SAS Survey Reveals Big Data Disconnect
The vast majority of organizations are missing out on the business-boosting potential of Big Data, according to business software maker SAS.
Big Data may be dominating the conversation in IT circles, but most businesses just can't seem to get on board at this point.
While conducting a survey of 339 data management pros, SAS and SourceMedia discovered that for most, Big Data simply doesn't factor into the day-to-day operations of their organizations. Only 12 percent of respondents said they had a big data strategy currently in place.
The rest, suggests Todd Wright, Global Product Marketing Manager for SAS DataFlux Data Quality, are leaving money on the table. "The 12 percent of organizations that are already planning around big data enjoy a significant competitive advantage," he said in a company statement.

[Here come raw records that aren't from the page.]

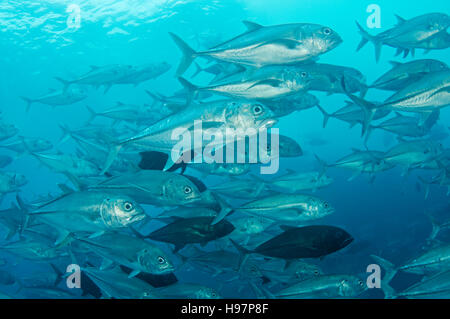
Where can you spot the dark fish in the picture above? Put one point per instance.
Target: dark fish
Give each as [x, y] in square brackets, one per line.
[191, 231]
[302, 242]
[154, 280]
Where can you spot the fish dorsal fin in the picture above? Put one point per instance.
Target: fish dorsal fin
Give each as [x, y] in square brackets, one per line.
[252, 26]
[395, 63]
[287, 227]
[134, 273]
[290, 44]
[400, 20]
[65, 189]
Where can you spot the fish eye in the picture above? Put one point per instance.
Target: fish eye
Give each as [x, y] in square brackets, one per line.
[187, 189]
[257, 109]
[128, 206]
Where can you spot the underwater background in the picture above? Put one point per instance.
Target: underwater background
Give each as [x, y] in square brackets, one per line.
[385, 215]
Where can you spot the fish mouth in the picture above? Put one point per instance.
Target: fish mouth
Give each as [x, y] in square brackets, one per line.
[267, 123]
[347, 241]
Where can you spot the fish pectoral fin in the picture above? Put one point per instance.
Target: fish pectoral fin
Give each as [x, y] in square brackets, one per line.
[134, 273]
[252, 26]
[289, 44]
[270, 82]
[178, 247]
[106, 264]
[287, 227]
[97, 234]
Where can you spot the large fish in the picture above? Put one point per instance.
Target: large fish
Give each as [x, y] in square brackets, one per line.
[352, 114]
[7, 131]
[325, 286]
[293, 182]
[144, 73]
[287, 105]
[132, 252]
[408, 35]
[360, 162]
[58, 98]
[273, 45]
[157, 188]
[191, 230]
[288, 207]
[405, 125]
[413, 153]
[116, 284]
[301, 242]
[91, 212]
[266, 83]
[327, 78]
[220, 115]
[403, 74]
[101, 75]
[24, 145]
[11, 182]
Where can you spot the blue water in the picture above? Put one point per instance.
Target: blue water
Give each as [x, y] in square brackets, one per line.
[36, 45]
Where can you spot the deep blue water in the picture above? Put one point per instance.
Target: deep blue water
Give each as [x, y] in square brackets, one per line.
[36, 45]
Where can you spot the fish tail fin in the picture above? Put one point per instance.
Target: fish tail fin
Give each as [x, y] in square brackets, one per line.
[366, 37]
[323, 165]
[243, 253]
[111, 157]
[260, 292]
[427, 186]
[198, 69]
[370, 129]
[59, 275]
[363, 90]
[28, 101]
[390, 272]
[156, 97]
[368, 108]
[65, 83]
[92, 114]
[65, 133]
[189, 54]
[436, 228]
[191, 88]
[326, 116]
[225, 210]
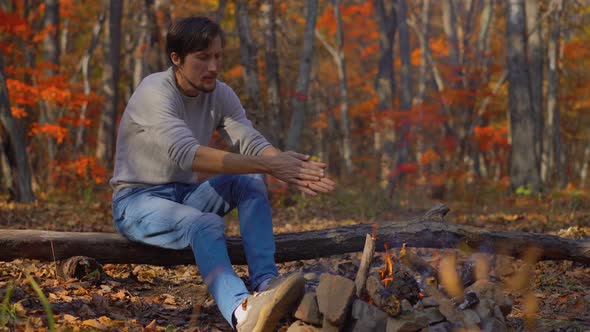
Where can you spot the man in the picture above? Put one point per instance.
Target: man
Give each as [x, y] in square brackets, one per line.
[159, 198]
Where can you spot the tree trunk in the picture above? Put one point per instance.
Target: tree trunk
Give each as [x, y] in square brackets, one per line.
[524, 170]
[344, 104]
[106, 130]
[16, 149]
[535, 61]
[422, 80]
[248, 56]
[220, 10]
[267, 9]
[143, 45]
[555, 167]
[385, 85]
[84, 64]
[427, 231]
[302, 84]
[449, 23]
[51, 44]
[405, 86]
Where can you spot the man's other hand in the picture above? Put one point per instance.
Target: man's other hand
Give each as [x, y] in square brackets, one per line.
[298, 169]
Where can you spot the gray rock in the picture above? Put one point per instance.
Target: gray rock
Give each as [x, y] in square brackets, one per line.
[368, 317]
[429, 302]
[334, 296]
[499, 314]
[299, 326]
[483, 309]
[440, 327]
[406, 306]
[310, 276]
[407, 323]
[494, 325]
[308, 310]
[471, 316]
[328, 326]
[432, 314]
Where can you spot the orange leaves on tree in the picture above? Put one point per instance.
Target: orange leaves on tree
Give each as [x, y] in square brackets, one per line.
[236, 71]
[320, 122]
[82, 169]
[18, 112]
[14, 24]
[21, 93]
[428, 157]
[58, 132]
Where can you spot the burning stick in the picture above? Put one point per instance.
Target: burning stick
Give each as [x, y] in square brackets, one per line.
[361, 276]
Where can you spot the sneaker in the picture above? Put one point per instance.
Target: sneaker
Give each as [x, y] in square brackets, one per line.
[265, 309]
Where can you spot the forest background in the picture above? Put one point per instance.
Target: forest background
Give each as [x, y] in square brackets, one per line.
[482, 104]
[434, 97]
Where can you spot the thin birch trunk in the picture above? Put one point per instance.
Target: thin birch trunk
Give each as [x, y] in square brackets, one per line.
[302, 84]
[385, 85]
[267, 9]
[51, 44]
[535, 61]
[220, 10]
[405, 84]
[524, 171]
[85, 76]
[16, 149]
[555, 167]
[249, 57]
[106, 130]
[344, 104]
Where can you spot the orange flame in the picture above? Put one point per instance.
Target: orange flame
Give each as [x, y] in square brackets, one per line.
[374, 233]
[387, 271]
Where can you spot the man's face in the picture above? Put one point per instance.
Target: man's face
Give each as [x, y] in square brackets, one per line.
[198, 72]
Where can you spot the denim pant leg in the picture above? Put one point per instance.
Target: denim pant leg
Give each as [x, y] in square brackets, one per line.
[222, 193]
[152, 216]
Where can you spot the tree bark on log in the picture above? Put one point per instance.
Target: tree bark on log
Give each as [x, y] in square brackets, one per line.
[424, 232]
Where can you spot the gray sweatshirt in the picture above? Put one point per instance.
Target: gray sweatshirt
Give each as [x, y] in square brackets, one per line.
[161, 129]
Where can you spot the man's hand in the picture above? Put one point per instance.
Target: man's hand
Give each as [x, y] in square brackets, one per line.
[298, 169]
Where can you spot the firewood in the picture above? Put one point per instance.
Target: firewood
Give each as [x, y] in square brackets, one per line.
[366, 259]
[422, 232]
[383, 298]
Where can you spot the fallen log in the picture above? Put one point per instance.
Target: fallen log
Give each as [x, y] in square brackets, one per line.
[424, 232]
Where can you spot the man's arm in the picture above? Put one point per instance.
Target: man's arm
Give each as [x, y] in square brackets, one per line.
[291, 167]
[324, 184]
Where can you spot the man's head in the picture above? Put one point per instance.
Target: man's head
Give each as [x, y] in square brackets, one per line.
[194, 45]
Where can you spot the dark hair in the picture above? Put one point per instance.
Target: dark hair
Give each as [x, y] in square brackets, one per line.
[191, 34]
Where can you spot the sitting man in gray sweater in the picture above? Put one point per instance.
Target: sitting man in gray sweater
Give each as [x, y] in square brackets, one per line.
[160, 199]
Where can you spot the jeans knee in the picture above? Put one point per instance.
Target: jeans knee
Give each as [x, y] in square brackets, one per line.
[208, 225]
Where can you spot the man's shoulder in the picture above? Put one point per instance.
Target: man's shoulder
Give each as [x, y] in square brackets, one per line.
[159, 80]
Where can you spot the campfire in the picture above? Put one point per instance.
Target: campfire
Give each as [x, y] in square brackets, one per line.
[405, 293]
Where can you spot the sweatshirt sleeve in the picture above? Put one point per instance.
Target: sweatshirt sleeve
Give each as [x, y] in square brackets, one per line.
[236, 127]
[158, 112]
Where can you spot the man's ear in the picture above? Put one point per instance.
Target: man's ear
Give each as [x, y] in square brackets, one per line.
[175, 58]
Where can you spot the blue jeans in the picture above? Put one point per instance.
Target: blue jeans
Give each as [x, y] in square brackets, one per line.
[178, 215]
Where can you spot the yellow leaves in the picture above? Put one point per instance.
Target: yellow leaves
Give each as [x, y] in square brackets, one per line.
[236, 71]
[449, 277]
[102, 323]
[428, 157]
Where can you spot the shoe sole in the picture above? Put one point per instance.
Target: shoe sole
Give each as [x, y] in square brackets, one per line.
[287, 294]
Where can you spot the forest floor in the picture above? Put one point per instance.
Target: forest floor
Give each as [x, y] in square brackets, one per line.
[152, 298]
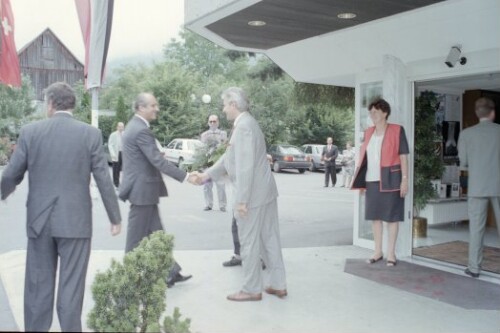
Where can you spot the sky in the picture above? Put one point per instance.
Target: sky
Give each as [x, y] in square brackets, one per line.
[140, 27]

The study is the latest to highlight the seemingly uneasy relationship businesses have with Big Data solutions providers.
Seventy percent of organizations polled by integration software specialist Informatica told the company they were planning or had already pulled the trigger on Big Data projects. The survey, released last May, revealed that most companies (71 percent) were looking to improve efficiency.
Fifty percent sought to launch new products and services, yet despite these aims, most businesses are struggling to leverage Big Data in meaningful ways.
Neolane, a maker of marketing software, and the Direct Marketers Association recently revealed that a majority of marketers (60 percent) don't have a handle on dealing with Big Data challenges. In September, CompTIA released a study that indicates the industry needs to do a better job of communicating what exactly Big Data is. Just 37 percent of IT and executives polled by the organizations said they were very familiar or mostly familiar with the concept of Big Data.
Those themes were echoed by the SAS study.
Twenty-one percent of those surveyed said they didn't know enough about Big Data, and 15 percent didn't understand its benefits. Business support was nonexistent for 9 percent of the survey takers, while another 9 percent found data quality lacking in existing systems.
These shortcomings, if left to linger, could impact providers of Big Data services. Only 14 percent said they were "very likely" to use external Big Data sources in 2014. A small but significant minority (19 percent) said they were "not likely at all" to incorporate external Big Data.
Companies also appear to be struggling to identify who takes the reins of Big Data within their organizations, sowing dysfunction.
"The survey found no real consensus on who owns the data management strategy, with responses ranging from midlevel IT personnel up to the CEO. This confusion likely causes additional challenges in data strategy development and execution," said SAS.
Although the picture looks grim, there is some evidence that businesses at least have a grasp of what they want from Big Data solutions. Seventy-three percent said they were seeking data visualizations and dashboards, while 53 percent had their sights set on data profiling. And in good news for Big Data cloud specialists, 44 percent said they were looking for software-as-a-service (SaaS) offerings.